The US doe not get the daiwa rods that the uk does, we are on the low end. If you want a quality daiwa product you need to search UK websites. I have a team daiwa TNXS142M under rated at 4-8 that will cast a 8oz weight over 500'
It wasn't cheap at 450 quid, but one of my favorite rods. Its a shame that we here in the states do not have easy excess to some of the finest rods produced. But you must remember, quality don't come cheap, and if you play you pay.


----------



## FishRung (Nov 26, 2002)

I have an Eliminator 11', which is a dog. :--| Do you want it?  Casts up to 8oz a reasonable distance (150' ?) with a 7500 C3CT. It has too little sensitivity for gentle takes, is too stiff for anything but the hardest takes and too short to cast long.

It might make a half-decent anchor heaver for King rigging?

You're all wondering why I have it - that's a good question.  

Cheers
Brian


----------



## chump (Jul 18, 2005)

I have the Team Diawa 11'. It was great for fishing when I first got it. But once I learned the more powerful casts, I felt that the reel seat was too close to the ground (the butt was too short) for my wingspan to really give it any umph. And I'm not exactly a big guy either.

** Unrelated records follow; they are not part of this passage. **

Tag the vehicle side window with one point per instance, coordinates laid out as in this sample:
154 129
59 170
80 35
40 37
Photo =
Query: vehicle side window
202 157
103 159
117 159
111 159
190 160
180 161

If you want to go factory rod, look into Basspro's Ocean Master surf rods. They are cheaper than the Diawas and cast and load better, IMHO.

Chump


----------



## smallie53 (Sep 3, 2005)

I have a Sealine-x 11' rated at 4 to 7 oz. When I first got it I went to a local football field to test it . With a 3 oz. weight had no problem throwing 300 ft.,and I am not a very expierenced caster. With a baited rig I didnot seem to be able to load it up as well,but that might be because one time I sliced my index finger with the power pro line I use. I am not much of an authority,since this is the only surf rod I have ever owned. Steve


----------



## Digger (Jan 4, 2000)

Clownfish what are you looking to fish for or are you trying to learn distance casting?
If I remember you bought and sold a rod and reel.
Diawa makes allot of different rods and they can vary quite a bit in proformance. Some will be junk and others like Kinnakeetom pointed out are among the finest made. Now with that said. I own a 10 Sealine-x that is a great mullet rod (ie large panfish) and somewhat of a metal rod(not really what I want but it works). It throws 3-4 oz very nicely. Oh by the way it took me a while to warm up to this rod. I may just pay the money to remove the foam grips and have cork tape put on it in stead but then again I have been thinking about that for a couple of years.


----------



## Seachaser (Sep 27, 2004)

All in all they are pretty good rods for the money. I have about 5-6 Daiwa surf rods and they take a lickin and keep on tickin. One thing I like about them is their bite detection. They have better bite detection than some more expensive rods. The rods I am talking about are the sealine x's and up, not the eliminators which I can not give an opinion on.


----------



## bstarling (Apr 24, 2005)

*Daiwa Rods*

I have a couple of Diawa rods that I like OK. One is the 11' Eleminator, the other is a 12' Moonraker (a UK longcasting rod). I find that both have their place in my rod pile. Distance is as much technique as it is it equipment. I've seen folks with broom stick heavers and Squdders throwing scarey long distances, and those things really will throw a brick!

Bill


----------